BIEG: Dr. Ulbricht, wir freuen uns sehr, dass Sie dieses Jahr bei unserem Social Media Day dabei waren! Viele Unternehmen nutzen heutzutage wie selbstverständlich Facebook, Instagram und Co. Welche rechtlichen Probleme tauchen Ihrer Erfahrung nach immer wieder auf?

CU: Aus rechtlicher Sicht stehen vor allem urheber- und datenschutzrechtliche Fragen im Vordergrund.

Beim Urheberrecht geht es vor allem darum, wie eigene und fremde Inhalte in und über die sozialen Medien genutzt werden dürfen. Facebook, Youtube & Co bieten zahlreiche Möglichkeiten, alle Arten von Inhalten zu teilen, einzubinden oder anderweitig zu verwenden. Die technischen Möglichkeiten stehen dabei nicht immer im Einklang mit den urheberrechtlichen Vorgaben. Private Nutzer wie auch Unternehmen sollten die urheberrechtlichen Grundsätze kennen, um Abmahnungen oder gerichtliche Auseinandersetzungen zu vermeiden. Mit der richtigen Gestaltung der eigenen Lizenzverträge und Kenntnis der gesetzlichen Grundlagen lassen sich die sozialen Medien aber auch in urheberrechtlicher Hinsicht sinnvoll nutzen.

Beim Datenschutzrecht geht es hingegen um die Frage, ob Werkzeuge wie der Like-Button oder Möglichkeiten des Retargeting, die gerade Facebook anbietet, überhaupt datenschutzkonform nutzbar sind. Hier sind vor allem die Regelungen des Telemedien- und des Bundesdatenschutzgesetzes zu beachten. Auch hier zeigt die Erfahrung, dass sich mit etwas technischem Sachverstand und Kenntnis der rechtlichen Gestaltungsmöglichkeiten oft datenschutzkonforme Lösungen finden lassen.

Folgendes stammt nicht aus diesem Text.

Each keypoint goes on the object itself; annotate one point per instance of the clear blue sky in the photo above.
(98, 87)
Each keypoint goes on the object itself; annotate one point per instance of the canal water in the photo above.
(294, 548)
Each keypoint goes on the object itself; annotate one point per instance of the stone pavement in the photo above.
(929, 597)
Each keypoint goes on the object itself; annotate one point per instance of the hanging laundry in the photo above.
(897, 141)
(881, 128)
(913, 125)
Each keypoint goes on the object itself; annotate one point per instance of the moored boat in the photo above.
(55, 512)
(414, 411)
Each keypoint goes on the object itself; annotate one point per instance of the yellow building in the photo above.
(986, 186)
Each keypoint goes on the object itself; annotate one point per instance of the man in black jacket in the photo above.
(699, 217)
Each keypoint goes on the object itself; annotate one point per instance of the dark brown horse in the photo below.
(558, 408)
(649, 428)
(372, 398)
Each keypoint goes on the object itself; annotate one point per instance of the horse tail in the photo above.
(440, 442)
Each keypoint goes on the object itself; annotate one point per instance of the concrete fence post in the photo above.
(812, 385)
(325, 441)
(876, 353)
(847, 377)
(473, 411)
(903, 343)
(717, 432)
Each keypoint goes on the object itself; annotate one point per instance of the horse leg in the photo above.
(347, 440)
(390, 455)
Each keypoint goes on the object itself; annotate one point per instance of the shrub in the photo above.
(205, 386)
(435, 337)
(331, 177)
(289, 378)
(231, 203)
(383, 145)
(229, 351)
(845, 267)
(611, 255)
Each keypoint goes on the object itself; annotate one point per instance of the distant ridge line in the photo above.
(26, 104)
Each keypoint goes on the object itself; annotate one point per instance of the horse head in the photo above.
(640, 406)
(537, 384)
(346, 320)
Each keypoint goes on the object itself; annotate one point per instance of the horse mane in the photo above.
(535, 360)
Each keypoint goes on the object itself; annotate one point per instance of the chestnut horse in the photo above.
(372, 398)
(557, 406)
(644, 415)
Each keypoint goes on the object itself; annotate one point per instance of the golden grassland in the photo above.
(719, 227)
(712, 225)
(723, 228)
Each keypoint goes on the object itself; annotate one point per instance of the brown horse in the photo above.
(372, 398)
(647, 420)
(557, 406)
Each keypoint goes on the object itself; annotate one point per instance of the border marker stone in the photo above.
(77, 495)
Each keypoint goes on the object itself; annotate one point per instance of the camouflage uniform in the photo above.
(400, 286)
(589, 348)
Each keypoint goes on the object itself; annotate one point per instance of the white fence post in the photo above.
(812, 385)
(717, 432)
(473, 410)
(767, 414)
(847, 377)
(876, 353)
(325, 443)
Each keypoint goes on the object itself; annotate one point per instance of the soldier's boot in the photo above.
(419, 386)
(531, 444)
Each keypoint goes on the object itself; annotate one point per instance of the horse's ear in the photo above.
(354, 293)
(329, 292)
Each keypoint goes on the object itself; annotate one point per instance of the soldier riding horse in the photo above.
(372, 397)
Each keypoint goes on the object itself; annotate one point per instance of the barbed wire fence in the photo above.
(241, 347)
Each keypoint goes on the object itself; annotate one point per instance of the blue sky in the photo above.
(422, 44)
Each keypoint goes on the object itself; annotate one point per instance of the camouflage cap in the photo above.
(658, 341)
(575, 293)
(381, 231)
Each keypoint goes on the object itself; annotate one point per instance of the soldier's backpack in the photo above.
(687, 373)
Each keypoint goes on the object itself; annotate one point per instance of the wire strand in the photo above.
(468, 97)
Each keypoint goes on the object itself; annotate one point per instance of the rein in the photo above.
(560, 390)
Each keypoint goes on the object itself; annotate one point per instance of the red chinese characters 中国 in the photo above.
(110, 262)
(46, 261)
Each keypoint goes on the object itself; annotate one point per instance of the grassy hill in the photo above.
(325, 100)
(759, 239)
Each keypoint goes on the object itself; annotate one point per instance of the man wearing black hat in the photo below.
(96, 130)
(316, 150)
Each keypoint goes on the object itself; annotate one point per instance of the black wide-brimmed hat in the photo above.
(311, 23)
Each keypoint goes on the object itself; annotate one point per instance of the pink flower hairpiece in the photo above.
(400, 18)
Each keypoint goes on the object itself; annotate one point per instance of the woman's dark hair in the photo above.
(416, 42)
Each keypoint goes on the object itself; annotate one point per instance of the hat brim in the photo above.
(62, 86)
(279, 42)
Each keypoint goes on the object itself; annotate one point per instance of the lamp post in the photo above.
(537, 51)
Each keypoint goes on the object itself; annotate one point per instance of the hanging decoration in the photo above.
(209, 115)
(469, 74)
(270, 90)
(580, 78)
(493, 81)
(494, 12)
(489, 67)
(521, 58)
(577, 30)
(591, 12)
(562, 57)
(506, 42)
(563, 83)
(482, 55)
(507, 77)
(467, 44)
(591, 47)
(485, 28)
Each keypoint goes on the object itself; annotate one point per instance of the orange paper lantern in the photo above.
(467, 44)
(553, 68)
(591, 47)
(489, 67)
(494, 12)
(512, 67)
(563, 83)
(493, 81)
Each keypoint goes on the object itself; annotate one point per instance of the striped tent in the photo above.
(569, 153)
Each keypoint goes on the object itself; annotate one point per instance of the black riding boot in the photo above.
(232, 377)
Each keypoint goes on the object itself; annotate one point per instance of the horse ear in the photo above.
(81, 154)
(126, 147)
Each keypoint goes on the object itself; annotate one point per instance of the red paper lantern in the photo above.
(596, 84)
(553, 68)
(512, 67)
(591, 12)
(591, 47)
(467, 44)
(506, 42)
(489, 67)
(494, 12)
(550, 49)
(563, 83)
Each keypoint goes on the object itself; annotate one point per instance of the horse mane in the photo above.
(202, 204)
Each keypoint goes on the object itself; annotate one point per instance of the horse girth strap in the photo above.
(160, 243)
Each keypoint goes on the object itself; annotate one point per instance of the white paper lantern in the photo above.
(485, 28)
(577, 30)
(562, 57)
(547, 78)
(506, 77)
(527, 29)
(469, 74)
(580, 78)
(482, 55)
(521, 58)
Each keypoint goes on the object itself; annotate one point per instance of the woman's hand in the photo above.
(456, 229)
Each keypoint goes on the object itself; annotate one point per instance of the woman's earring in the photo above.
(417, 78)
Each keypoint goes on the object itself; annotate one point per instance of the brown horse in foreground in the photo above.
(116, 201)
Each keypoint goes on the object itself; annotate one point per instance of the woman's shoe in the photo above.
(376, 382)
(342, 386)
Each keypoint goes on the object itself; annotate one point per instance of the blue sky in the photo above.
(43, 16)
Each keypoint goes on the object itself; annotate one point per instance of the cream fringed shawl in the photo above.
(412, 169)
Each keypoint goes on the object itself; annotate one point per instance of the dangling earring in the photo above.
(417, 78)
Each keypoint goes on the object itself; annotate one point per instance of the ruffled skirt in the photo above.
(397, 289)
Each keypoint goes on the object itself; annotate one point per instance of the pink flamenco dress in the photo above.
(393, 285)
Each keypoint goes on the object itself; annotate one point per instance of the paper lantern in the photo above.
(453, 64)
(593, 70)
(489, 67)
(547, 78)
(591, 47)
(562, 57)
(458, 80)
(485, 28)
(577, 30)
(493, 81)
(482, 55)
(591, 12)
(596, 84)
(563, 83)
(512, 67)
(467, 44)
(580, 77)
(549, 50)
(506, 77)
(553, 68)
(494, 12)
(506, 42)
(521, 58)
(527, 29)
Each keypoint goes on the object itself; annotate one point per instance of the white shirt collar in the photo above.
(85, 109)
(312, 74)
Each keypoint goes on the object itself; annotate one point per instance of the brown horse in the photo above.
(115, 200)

Vieles von dem, was ich auf dem ausgebuchten und hervorragend organisierten Social Media Day erläutert habe, kann man auch auf meinem Blog „Internet, Social Media & Recht“ unter www.rechtzweinull.de noch einmal nachlesen.

 

BIEG: Auch das Thema Influencer Marketing spielt in Zeiten, in denen klassische Marketingmaßnahmen immer schlechter performen, eine zunehmend größere Rolle. Die Zusammenarbeit mit Bloggern und YouTubern, die Produkte oder Dienstleistungen präsentieren, ist eine gute Möglichkeit, Nutzer mit den richtigen Interessen am richtigen Ort anzusprechen. Wie kann in diesem Bereich unzulässige Schleichwerbung vermieden werden und auf was muss ein Unternehmen besonders achten?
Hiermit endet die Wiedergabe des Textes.